Install the Private AI Services Container

2 Install the Private AI Services Container

Use the included steps to configure and install the container with best practices using bash scripts.

The Oracle Private AI Services Container is AI infrastructure designed to run on-premises, and optionally in air-gapped environments. With the vector embedding service, the container can create low latency, free vector embeddings in a secure manner within the privacy of your own realm. Using the vector index service, the container securely offloads the computational costs of vector index creation to an NVIDIA GPU.

The container uses TLS 1.3 and API Keys for security.
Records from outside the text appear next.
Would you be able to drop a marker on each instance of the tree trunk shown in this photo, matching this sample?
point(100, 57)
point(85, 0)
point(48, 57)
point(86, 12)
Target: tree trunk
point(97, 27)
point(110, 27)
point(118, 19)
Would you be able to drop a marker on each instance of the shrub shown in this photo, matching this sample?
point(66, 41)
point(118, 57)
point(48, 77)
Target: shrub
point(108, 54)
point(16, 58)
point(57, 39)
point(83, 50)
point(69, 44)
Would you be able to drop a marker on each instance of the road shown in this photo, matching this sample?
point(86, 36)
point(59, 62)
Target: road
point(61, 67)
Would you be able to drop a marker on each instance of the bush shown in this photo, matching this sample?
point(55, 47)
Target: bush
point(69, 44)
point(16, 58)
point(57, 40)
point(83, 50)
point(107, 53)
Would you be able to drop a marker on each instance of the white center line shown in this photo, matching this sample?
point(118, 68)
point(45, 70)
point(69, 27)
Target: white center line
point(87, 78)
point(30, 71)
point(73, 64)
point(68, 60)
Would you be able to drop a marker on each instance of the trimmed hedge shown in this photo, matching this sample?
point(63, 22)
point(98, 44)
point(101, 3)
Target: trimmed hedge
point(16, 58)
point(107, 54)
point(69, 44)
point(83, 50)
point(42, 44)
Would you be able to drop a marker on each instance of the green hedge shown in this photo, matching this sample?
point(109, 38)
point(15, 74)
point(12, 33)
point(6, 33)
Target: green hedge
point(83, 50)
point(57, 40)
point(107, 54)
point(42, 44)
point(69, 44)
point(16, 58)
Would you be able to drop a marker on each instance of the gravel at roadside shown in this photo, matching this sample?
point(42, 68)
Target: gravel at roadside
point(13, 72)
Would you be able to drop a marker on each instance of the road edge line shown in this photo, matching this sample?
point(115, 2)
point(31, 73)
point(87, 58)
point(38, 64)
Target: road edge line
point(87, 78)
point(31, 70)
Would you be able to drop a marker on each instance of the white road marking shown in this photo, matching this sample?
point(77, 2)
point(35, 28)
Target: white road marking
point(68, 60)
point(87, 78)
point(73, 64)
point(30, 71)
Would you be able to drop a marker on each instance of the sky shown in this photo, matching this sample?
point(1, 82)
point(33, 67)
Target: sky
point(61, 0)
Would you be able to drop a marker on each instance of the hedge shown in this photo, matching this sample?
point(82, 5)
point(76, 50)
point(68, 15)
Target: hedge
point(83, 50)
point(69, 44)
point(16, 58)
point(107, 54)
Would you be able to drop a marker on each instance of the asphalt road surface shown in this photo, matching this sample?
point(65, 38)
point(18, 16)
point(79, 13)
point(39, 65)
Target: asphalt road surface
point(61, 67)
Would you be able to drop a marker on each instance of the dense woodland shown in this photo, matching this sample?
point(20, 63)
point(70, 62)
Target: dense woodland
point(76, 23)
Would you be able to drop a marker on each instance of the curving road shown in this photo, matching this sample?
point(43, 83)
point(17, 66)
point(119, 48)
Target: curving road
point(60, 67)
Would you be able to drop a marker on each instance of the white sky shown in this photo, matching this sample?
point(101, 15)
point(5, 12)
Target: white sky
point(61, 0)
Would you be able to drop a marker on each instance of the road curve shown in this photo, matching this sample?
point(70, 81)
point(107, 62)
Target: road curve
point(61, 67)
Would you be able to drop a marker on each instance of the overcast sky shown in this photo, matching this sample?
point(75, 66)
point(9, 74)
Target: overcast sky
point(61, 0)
A PKCS12 keystore is used by default, but JKS is also supported. The container can also work with Security Enhanced Linux (SELinux) in enforcing mode.

The included scripts, provided for HTTP and HTTP/SSL, offer examples of how to use curl to create vector embeddings, list the loaded embedding models, check on the health of the container, and produce runtime metrics.

Prerequisites

The Oracle Private AI Services Container uses Oracle Linux 8 within the container and works with the following host Linux x86_64 distributions:

Oracle Linux 8.6+
Oracle Linux 9
Oracle Linux 10

The AI Services Container uses TLS 1.3. This means that you need a version of OpenSSL that supports TLS 1.3 to create certificates, for example:

OpenSSL 1.1.1k+
OpenSSL 3.0+

The AI Services Container can be used with the following software:

Podman

The chosen software must be one of the following versions:

To use the vector embedding service:
- Podman 3.4.4+, 4.4+, 5+
- Kubernetes 1.31.1+
- Red Hat OpenShift 4.19+
To use the vector index service:
- Podman 3.4.4+, 4.4+, 5+

The included examples use Podman with Oracle Linux 8 as the host operating system on OCI. The example OCI VM where the container is installed is called privateaivm.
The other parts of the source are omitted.